House debates

Wednesday, 29 October 2014

Bills

Omnibus Repeal Day (Spring 2014) Bill 2014, Amending Acts 1970 to 1979 Repeal Bill 2014, Statute Law Revision Bill (No. 2) 2014; Second Reading

10:00 am

Photo of Mr Tony BurkeMr Tony Burke (Watson, Australian Labor Party, Shadow Minister for Finance) Share this | Hansard source

What we just saw was extraordinary. We had government members en masse voting to take themselves off the speaking list. That is what they all just did. We had about eight people from the opposition on the speaking list so it was all going to happen within the time allotted anyway and we would have voted earlier. The only thing that happened with the gag motion was that government members made sure that they did not have to speak. Government members made sure that they were not forced into the humiliating position of having to defend all the hype that the member for Kooyong has attached to today, because today will be as big a fizzer as the last repeal day was.

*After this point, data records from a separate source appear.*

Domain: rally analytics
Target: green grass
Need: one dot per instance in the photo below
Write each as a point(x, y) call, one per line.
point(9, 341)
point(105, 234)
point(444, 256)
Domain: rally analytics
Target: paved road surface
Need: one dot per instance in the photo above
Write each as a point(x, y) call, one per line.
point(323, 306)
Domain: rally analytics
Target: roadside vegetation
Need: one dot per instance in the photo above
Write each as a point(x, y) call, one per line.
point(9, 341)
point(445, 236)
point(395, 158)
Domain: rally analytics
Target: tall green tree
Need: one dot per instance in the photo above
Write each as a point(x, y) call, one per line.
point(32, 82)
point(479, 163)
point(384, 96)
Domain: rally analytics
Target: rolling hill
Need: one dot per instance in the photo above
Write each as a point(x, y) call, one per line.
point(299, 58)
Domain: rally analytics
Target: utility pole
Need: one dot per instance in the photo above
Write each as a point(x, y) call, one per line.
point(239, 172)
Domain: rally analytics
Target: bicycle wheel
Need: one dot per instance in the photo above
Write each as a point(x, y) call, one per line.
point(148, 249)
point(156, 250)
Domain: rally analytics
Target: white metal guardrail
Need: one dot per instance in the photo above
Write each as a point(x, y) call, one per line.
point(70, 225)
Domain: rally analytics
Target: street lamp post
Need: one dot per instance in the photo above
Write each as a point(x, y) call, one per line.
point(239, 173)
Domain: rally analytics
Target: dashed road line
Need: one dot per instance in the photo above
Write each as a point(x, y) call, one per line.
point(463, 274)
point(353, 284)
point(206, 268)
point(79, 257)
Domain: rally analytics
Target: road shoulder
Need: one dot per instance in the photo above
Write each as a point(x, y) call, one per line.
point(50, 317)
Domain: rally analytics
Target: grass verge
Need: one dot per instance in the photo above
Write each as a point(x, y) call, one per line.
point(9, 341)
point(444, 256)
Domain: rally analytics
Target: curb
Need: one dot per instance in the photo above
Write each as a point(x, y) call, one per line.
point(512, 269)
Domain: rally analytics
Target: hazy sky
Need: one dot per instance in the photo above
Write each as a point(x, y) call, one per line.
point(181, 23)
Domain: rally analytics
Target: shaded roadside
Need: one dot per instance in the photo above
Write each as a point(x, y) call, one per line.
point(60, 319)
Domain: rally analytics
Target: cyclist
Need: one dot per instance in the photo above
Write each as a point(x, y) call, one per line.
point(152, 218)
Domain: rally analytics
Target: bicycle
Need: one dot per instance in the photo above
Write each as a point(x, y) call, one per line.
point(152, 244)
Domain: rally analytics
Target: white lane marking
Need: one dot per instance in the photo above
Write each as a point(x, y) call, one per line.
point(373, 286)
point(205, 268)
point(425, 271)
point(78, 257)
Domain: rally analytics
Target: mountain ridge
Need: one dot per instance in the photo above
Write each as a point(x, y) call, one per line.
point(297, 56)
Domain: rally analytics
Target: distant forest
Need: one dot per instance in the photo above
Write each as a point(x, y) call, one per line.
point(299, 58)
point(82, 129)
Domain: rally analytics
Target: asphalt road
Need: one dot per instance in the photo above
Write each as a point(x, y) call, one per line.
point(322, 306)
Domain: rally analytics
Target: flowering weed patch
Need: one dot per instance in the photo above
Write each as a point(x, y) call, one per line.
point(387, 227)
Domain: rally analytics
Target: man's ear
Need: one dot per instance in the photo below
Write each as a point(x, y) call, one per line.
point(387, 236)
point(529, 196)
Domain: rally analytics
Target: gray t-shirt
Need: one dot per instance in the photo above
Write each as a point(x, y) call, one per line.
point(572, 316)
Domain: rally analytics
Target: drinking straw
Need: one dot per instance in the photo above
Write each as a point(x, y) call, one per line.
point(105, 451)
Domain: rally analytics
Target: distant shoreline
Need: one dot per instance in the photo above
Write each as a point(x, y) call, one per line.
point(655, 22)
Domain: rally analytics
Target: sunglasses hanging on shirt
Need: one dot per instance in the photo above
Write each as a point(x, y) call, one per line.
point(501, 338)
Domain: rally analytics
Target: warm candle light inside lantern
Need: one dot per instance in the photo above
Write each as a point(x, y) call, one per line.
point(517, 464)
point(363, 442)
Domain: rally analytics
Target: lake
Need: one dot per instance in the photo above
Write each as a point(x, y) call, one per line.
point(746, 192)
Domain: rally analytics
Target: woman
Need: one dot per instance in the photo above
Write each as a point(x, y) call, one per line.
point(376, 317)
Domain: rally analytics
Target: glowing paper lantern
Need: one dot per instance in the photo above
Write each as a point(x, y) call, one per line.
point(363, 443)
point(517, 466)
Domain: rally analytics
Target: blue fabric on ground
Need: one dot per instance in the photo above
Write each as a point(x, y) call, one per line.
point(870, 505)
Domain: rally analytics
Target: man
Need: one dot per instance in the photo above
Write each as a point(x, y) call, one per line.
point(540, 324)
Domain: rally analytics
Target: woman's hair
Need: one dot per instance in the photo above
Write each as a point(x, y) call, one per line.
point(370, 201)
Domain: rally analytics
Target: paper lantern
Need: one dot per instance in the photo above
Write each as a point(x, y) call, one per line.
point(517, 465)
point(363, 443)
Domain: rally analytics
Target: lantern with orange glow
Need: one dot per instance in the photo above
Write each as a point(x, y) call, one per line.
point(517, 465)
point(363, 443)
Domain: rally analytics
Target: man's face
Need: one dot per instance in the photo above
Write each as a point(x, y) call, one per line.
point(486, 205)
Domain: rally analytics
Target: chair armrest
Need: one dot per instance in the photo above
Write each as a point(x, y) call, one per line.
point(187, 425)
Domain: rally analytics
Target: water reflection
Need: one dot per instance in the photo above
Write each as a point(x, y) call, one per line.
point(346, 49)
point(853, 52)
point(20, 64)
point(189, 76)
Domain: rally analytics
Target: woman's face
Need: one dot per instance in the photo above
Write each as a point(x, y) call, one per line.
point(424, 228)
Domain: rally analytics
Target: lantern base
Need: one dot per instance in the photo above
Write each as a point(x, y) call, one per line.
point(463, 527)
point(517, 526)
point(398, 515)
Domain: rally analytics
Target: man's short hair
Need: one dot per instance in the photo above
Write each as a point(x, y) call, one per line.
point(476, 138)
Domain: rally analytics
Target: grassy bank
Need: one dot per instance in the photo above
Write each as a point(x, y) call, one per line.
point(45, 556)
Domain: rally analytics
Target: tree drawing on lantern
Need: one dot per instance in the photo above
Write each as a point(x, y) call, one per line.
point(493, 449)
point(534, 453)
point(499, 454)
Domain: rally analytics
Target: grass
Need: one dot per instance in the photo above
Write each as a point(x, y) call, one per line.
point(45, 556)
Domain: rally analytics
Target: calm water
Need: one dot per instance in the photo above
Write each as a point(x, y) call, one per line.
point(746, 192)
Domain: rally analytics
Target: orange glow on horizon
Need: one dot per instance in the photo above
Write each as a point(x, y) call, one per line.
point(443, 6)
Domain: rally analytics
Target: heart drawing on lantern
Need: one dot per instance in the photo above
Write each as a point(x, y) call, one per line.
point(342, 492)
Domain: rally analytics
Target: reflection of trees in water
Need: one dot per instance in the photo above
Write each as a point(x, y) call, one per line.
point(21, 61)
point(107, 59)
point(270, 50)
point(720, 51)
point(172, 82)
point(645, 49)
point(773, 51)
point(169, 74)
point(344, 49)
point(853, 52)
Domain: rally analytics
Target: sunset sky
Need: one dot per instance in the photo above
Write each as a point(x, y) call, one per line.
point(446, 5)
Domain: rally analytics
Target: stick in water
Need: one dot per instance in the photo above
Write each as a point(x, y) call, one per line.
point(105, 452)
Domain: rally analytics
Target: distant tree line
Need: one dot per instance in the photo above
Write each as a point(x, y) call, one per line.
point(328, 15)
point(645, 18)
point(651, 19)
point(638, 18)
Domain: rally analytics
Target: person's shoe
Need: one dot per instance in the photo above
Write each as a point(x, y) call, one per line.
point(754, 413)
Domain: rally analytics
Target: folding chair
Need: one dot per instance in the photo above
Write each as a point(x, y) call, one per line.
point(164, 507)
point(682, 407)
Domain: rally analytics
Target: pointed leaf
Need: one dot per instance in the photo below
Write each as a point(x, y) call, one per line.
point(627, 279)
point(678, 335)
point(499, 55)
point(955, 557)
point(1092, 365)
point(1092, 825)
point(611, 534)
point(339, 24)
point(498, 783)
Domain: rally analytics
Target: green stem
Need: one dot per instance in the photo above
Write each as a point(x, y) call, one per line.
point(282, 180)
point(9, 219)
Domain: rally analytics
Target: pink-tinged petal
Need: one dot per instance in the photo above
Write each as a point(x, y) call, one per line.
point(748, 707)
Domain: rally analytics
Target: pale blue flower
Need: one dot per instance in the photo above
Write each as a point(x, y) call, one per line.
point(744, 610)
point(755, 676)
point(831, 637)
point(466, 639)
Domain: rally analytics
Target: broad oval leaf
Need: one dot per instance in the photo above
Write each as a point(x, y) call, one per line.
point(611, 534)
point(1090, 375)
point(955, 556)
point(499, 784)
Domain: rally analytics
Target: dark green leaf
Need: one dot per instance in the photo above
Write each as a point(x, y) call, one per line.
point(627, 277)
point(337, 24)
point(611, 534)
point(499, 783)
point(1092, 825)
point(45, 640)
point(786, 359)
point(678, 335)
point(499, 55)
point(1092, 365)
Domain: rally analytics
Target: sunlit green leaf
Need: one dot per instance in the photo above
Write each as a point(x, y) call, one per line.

We have today, for a full day of parliamentary sittings, a grand total of $1.8 million of savings. That is what they are here boasting about in the same week they have added $5.1 million worth of compliance costs onto motorists throughout Australia. More than double additional compliance costs have been put in place in the same week of their big repeal day that delivers only $1.8 million. And you really have to ask some questions about the $1.8 million.

The role of one of the bills we have in front of us is to change punctuation. Its role is to remove hyphens, semicolons and commas and to return commas to other places. It will correct a spelling error that was made in 1995 that the Howard government had not picked up on and we did not pick up on. The member for Kooyong has found it so we need to set aside a day to be able to deal with the additional costs associated with this!

We are dealing with a number of bills today. The first one is the Omnibus Repeal Day (Spring 2014) Bill 2014. This one amends or repeals legislation in the Agriculture, Communications, Environment, Immigration and Border Protection, Industry, Prime Minister and Cabinet, Social Services, Treasury and Veterans' Affairs portfolios. The majority of the measures in this bill are not contentious and in fact the majority of them have zero deregulatory savings attached to them. There is nothing in the majority of the measures to suggest that there is some great burden of regulation that is going to be lifted from small business as a result of their implementation.

Let me give you some examples of what we are getting rid of with the omnibus repeal day bill. We are getting rid of the Fishing Industry Policy Council, which was established by law in 1991 and has never met.